Hari-hari berikutnya menjadi semacam siksaan bagi Faisal. Menunggu itu memang meresahkan. Apalagi yang ditunggu adalah kabar cewek tersayang.
Beberapa hari berlalu. Akhirnya telepon yang ditunggu-tunggu datang. Suryani menghubungi dari Pegatan.
"Faisal, Yun sudah nggak ada di Pegatan. Ibu barusan ketemu sama Kepala Puskesmas dan teman satu rumah dia."
Jantung Faisal berdetak keras. "Dia ke mana, Bu?"
"Dia dijemput ayahnya. Kata mereka, mau diantar kontrol ke psikiater."
Karena suara Suryani terdengar tenang, Faisal ikut tenang. "Oh, jadi dia pergi berobat?"
"Sepertinya begitu. Kamu tenang, ya, fokus buat mendapat nilai terbaik. Yun pasti senang kalau tahu nilaimu sempurna."

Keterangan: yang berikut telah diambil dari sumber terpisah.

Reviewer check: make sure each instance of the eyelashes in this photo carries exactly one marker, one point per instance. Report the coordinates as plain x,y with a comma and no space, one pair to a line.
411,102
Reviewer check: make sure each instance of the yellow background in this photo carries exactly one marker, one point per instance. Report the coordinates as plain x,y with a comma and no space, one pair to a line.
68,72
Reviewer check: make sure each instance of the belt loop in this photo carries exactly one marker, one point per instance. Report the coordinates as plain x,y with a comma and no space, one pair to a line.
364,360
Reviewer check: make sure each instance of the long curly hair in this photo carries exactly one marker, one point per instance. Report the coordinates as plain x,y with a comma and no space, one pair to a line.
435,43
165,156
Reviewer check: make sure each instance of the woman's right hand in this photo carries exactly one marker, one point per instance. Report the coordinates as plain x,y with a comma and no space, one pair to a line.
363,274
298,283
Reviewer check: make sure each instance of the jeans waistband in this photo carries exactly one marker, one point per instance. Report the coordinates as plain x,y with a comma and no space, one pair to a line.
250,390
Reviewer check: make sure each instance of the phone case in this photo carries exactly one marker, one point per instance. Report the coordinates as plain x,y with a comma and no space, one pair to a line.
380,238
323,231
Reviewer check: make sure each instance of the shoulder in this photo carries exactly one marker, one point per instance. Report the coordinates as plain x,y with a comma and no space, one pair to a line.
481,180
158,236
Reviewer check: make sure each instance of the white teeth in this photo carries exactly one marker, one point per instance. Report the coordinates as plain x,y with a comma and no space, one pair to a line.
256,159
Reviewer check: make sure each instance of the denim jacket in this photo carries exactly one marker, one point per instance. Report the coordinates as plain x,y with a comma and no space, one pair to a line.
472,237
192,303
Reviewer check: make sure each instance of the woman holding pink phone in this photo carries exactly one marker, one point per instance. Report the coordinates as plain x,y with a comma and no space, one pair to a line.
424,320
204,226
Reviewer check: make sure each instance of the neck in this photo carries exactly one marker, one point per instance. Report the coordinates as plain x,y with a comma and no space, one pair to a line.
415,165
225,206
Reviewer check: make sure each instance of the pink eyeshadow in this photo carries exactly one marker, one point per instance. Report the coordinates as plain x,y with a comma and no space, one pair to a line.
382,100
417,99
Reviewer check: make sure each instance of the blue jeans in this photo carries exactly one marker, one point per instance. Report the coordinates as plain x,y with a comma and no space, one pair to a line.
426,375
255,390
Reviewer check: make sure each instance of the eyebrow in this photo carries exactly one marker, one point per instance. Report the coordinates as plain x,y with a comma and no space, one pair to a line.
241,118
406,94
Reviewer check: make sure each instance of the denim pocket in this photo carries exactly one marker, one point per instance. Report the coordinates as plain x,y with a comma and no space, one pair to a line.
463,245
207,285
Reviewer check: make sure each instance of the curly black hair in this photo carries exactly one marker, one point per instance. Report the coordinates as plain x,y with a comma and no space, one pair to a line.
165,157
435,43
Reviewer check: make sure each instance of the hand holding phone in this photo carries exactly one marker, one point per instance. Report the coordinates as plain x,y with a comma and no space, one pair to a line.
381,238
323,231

Mendengar saran indah itu, otak cerdas Faisal justru menangkap ada yang tidak beres. "Yun berobat ke mana?"
"Ibu tidak tahu."
"Ibu sudah coba menghubungi ayahnya?" cecar Faisal.
"Sudah."
"Apa katanya?"
"Ibu nggak berhasil terhubung dengan ayah Yun. Mungkin karena tidak ada sinyal."
"Psikiater cuma ada di kota, kan?" tanya Faisal lagi.
Suryani mendadak menangkap nada tidak percaya anak itu. "Iya."
"Jangan-jangan Yun nggak dibawa ke psikiater, tapi dibawa pulang ke rumah ibunya di kamp perkebunan sawit!"
"Ah, enggak mungkin. Ayahnya Yun itu peduli kok sama kesehatan Yun," ujar Suryani berbohong. Begitu tahu Yun dibawa pulang oleh ayahnya, ia yakin 99% anak itu diantar ke dukun.
Keringat dingin membasahi sekujur tubuh Faisal. Ia menyesal telah bersikap keras dan bertengkar, bahkan membuat kekasihnya menangis. Seandainya bersabar sedikit, mungkin ia masih bisa berhubungan dengan gadis itu saat ini.
"Gimana kalau Yun nggak dibawa ke dokter? Yun nggak boleh terlambat ditangani kan, Bu? Kalau kambuh-kambuhan terus, dia akan menjadi skizofrenia, 'kan?"
"Kita doakan sama-sama, ya?" Lirih, Suryani menjawab.
Suara bergetar Suryani membuat Faisal semakin galau. Ingin rasanya lari ke Pegatan atau ke mana saja untuk menemukan Yun. Tapi, ia terpaksa tetap di Jakarta, terpisah ribuan kilometer dari kekasihnya.
"Bu, saya harus gimana lagi?" rintihnya.
Untuk pertama kali dalam hidupnya, Faisal merasa tak berdaya.